Apesar da crise que vive o setor, quer por ausência de uma política séria que o
envolva como matriz energética, gerador de divisas ou, redutor do efeito estufa
devido ao seu estoque de carbono e produtor de um combustível ecologicamente
correto, a cana-de-açúcar aí está quase como monocultura em nosso estado. Aí
está também a queimada que a todo instante é reconhecida pela quantidade de
fumos observados na atmosfera, o mal estar causado pela fuligem e a degradação
que é produzida.
A queima em si, não importa se de cana-de-açúcar ou qualquer
outro tipo de vegetação que envolva grandes extensões territoriais é em
primeiro lugar uma agressão a todo o ecossistema. Normalmente, as discussões
contemplam o ar atmosférico, que visualmente é o mais afetado. No entanto, o
solo, responsável primeiro pela fixação, crescimento e nutrição da
cana-de-açúcar, é costumeiramente esquecido.

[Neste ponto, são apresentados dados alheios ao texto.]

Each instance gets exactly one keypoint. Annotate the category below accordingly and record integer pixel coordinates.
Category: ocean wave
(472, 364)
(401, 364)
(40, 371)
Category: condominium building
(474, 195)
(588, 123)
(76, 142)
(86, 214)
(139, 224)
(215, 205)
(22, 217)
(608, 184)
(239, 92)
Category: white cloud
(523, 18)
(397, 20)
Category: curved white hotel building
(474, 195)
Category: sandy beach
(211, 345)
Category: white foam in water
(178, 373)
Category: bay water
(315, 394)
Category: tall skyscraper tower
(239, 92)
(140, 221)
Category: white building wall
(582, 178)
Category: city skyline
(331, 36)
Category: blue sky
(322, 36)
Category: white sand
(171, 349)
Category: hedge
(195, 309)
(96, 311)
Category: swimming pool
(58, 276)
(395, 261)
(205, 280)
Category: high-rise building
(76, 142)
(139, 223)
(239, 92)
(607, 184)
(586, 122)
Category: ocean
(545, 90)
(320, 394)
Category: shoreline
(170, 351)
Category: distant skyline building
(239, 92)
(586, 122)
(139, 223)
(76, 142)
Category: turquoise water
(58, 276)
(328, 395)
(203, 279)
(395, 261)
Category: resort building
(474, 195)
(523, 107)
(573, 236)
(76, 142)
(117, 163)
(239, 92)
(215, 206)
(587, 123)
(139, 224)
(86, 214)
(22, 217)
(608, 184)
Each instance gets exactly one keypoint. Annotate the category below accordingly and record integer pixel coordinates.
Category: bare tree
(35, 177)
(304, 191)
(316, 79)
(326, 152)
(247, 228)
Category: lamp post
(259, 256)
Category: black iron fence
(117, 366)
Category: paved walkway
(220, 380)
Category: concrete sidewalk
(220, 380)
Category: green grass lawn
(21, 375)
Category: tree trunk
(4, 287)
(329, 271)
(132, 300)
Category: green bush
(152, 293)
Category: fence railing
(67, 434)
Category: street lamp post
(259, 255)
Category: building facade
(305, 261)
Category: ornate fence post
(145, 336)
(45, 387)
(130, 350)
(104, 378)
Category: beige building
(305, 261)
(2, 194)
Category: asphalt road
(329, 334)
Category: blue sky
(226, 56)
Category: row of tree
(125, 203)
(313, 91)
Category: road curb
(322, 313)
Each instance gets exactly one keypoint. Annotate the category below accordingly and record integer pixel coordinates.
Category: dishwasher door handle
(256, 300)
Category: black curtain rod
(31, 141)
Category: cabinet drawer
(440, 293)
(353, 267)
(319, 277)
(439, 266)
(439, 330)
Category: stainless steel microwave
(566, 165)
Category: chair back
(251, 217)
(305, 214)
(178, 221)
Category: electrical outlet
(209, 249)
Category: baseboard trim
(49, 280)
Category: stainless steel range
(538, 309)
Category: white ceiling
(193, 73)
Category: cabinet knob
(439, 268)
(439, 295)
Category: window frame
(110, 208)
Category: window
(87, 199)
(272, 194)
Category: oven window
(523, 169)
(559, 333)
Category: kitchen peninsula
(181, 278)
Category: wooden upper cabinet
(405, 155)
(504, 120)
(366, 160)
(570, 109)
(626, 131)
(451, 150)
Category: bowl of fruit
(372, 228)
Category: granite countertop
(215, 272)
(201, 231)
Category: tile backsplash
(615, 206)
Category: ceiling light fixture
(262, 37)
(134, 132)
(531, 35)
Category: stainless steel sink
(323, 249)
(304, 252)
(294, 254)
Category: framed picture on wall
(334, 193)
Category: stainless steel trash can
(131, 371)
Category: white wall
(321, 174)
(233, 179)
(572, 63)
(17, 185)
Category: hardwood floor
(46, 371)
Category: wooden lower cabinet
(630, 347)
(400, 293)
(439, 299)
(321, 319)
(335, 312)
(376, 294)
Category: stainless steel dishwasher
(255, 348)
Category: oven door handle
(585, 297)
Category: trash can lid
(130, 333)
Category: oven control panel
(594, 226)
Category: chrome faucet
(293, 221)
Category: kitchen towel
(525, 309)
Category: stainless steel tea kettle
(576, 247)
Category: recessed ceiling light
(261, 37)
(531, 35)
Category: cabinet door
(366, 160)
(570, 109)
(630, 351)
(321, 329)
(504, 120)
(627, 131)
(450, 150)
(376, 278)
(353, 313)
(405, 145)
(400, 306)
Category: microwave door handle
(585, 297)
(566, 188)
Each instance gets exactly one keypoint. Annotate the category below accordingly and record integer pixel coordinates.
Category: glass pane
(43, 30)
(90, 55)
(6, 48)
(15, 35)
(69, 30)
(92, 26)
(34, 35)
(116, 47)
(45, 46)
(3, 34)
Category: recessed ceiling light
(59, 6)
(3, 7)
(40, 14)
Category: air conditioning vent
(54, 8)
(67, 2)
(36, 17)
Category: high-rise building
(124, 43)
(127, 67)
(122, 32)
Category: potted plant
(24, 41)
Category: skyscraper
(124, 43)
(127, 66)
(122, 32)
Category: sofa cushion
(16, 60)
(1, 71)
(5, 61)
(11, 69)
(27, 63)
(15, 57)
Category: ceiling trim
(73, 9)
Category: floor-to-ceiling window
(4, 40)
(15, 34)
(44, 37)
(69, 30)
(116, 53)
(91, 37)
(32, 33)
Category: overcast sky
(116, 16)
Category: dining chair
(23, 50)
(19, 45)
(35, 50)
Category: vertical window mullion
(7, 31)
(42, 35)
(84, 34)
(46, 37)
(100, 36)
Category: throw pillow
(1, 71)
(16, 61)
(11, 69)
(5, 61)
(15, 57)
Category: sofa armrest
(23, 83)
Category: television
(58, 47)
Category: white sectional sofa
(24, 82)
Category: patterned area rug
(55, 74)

É importante ser salientado que o solo não é constituído
apenas de minerais; ele é vivo, há uma grande variedade de microorganismos que,
por meio de diversos processos químicos e bioquímicos, possibilitam a
transformação de substâncias muitas vezes consideradas como carga e/ou suporte,
em nutrientes de elevada qualidade. Na queima, esses microorganismos são
simplesmente eliminados.
A matéria orgânica, tão importante para o fornecimento de
nitrogênio, fósforo e potássio, sob a forma de sais solúveis e assimiláveis,
imprescindíveis ao desenvolvimento, não apenas da cana-de-açúcar, como de
qualquer vegetal, também é total ou parcialmente destruída, transformando-se em
carvão finamente dividido que irá, ano após ano, queimada após queimada, se
fixando ao solo, reduzindo consequentemente a produção, obrigando cada vez
mais, ser o local adubado e tratado artificialmente, sem se comentar os
malefícios que faz às vias respiratórias dos seres vivos.

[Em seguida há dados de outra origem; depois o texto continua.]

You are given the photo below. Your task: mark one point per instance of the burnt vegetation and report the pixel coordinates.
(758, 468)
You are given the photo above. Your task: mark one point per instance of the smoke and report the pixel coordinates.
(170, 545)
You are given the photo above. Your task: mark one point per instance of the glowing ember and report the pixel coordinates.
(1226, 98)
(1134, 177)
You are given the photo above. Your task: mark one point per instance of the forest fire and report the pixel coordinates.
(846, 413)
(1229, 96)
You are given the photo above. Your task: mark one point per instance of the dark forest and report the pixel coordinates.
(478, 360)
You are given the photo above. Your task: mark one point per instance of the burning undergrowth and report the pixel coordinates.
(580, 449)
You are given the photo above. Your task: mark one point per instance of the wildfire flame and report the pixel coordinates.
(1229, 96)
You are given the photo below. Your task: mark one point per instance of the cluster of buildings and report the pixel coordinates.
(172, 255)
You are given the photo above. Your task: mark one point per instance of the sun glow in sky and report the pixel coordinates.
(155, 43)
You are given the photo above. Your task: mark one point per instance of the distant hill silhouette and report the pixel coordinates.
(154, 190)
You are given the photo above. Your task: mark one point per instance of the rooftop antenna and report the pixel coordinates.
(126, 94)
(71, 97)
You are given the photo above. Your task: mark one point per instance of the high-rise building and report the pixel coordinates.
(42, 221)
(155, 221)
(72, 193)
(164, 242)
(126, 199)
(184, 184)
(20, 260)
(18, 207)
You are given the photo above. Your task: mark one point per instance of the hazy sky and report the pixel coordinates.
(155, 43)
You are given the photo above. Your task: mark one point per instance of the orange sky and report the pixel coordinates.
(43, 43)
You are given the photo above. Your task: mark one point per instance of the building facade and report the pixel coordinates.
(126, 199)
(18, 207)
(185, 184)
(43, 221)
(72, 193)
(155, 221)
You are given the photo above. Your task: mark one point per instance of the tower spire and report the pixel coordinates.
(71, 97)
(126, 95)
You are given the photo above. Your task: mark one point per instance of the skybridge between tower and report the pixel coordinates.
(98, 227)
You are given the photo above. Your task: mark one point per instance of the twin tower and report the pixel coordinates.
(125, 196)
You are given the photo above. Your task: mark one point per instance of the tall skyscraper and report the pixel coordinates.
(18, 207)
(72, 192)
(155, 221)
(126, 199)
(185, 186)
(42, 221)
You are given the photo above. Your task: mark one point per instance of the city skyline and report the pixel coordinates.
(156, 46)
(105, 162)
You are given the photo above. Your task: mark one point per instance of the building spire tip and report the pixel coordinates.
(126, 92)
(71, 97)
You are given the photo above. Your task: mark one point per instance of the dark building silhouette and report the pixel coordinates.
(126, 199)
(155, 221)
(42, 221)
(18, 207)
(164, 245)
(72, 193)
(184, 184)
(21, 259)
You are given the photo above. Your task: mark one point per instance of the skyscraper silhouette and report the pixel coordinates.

Um aspecto pouco comentado e difundido, mais um prejuízo
causado ao solo pela queimada é a redução de umidade natural dele até uma
profundidade de aproximadamente 10 centímetros, quando não apenas
microorganismos, porém outros tipos de animais e vegetais que lá convivem em
equilíbrio, aerando, umidificando, estabilizando o pH do solo, são simplesmente
eliminados, seja pelo calor ou por desidratação, quando da queimada, obrigando
mais uma vez o agricultor a oneroso tratamento artificial da área a ser
replantada. Estes são alguns problemas acarretados ao solo pelas queimadas. É
importante lembrar também os prejuízos causados à flora e fauna que habitam os
canaviais e locais próximos, a impossibilidade de fuga de pequenos animais e
insetos que mantêm o sistema em equilíbrio, devido à velocidade de propagação
das chamas e a elevada poluição e aumento de temperatura causados ao ar
atmosférico. Isto posto, ficam minhas dúvidas: os problemas sócio-econômicos,
sempre levantados quando se colocam outras alternativas técnicas que não as
queimadas para a colheita da cana-de-açúcar não teriam solução com um melhor
desempenho do processo do plantio ao corte, do corte à industrialização, da
industrialização ao transporte e do transporte ao consumo, principalmente
quando a região tem condições para tal?
Os problemas
sócio-econômicos que nossos filhos irão sentir quando as terras ficarem
exauridas e o ar poluído não serão suficientes para nos fazer repensar?